Manikandan A, Vijaya J Judith, Narayanan S, Kennedy L John
J Nanosci Nanotechnol. 2014 Mar;14(3):2507-14. doi: 10.1166/jnn.2014.8499.
Dye-sensitized solar cells (DSSCs) based on ZnO nanostructures with two different morphologies, such as nanowires (ZNWs) and nanoparticles (ZNPs), were synthesized by microwave combustion (MCM) and conventional combustion (CCM) method. The obtained ZnO nanostructures were characterized by X-ray diffraction (XRD), high resolution scanning electron microscopy (HR-SEM), high resolution transmission electron microscopy (HR-TEM), energy dispersive X-ray analysis (EDX), diffuse reflectance (DRS) and photoluminescence (PL) spectroscopy.

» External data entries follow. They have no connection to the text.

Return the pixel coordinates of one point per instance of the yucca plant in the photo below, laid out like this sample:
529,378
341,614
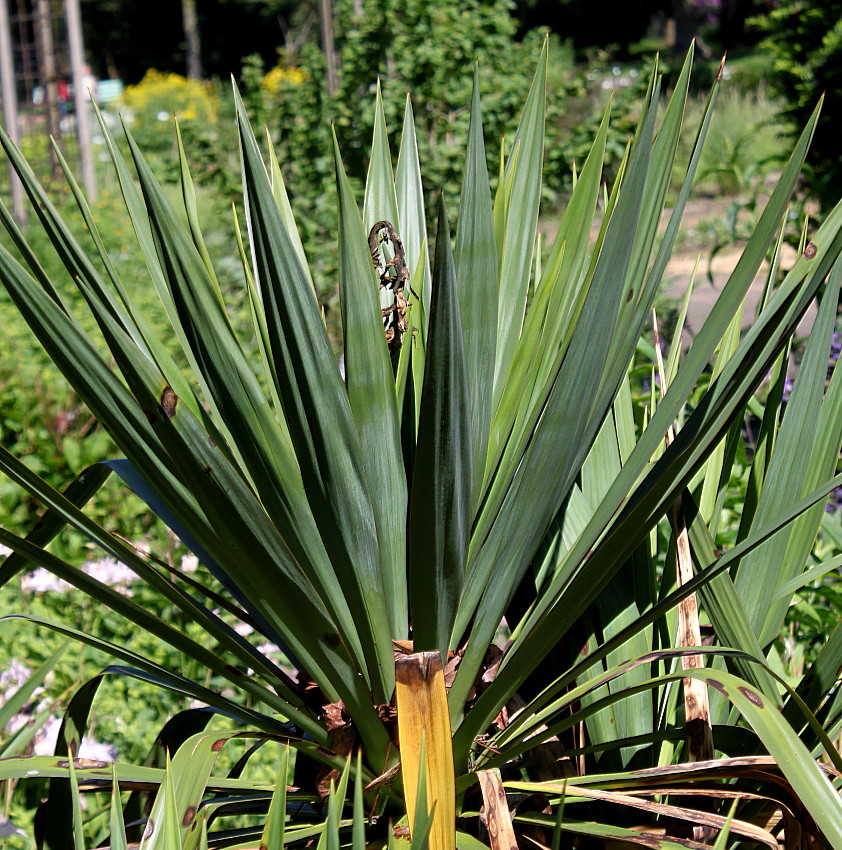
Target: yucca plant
475,462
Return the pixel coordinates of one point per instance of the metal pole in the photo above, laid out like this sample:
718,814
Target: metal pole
10,107
326,11
49,76
81,97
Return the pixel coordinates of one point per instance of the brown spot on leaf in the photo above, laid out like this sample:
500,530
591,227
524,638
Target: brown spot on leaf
169,400
751,696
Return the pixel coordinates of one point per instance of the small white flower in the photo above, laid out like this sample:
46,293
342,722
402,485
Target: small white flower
111,572
42,581
189,563
15,674
46,737
96,751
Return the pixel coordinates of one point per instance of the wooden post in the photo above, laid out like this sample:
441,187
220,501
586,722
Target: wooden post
81,97
191,35
10,107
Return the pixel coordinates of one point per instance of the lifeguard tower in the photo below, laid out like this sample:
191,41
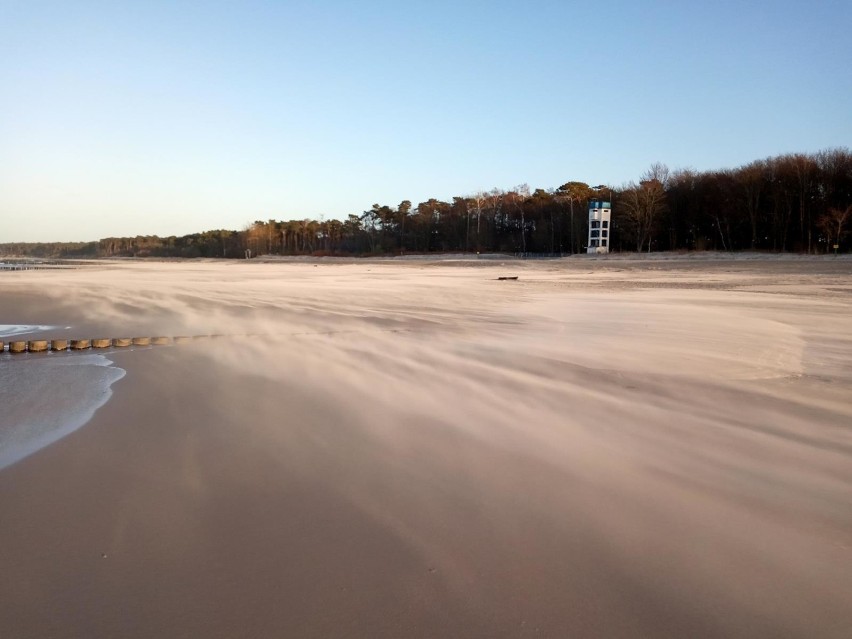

The XRD results confirmed the formation of hexagonal wurtzite ZnO. The crystallite size of the ZnO nanostructures was calculated using Sherrer's formula. The formation of ZNWs and ZNPs was confirmed by HR-SEM and HR-TEM. The optical absorption and PL emissions were determined by DRS and PL spectra respectively. ZnO nanostructures with band gap energies of 3.36 eV (MCM) and 3.25 eV (CCM) were obtained. The dye-sensitized ZnO nanowire arrays exhibit much stronger optical absorption as compared with ZnO nanoparticle arrays, suggesting that the larger surface area improves light harvesting. The dye-sensitized solar cell based on the optimized ZnO nanowires array reaches a conversion efficiency of 1.73%, which is higher than that obtained from ZnO nanoparticles (0.69%) under the light radiation of 1000 W/m2. As-prepared ZNWs have potential applications in fabricating next generation nanodevices.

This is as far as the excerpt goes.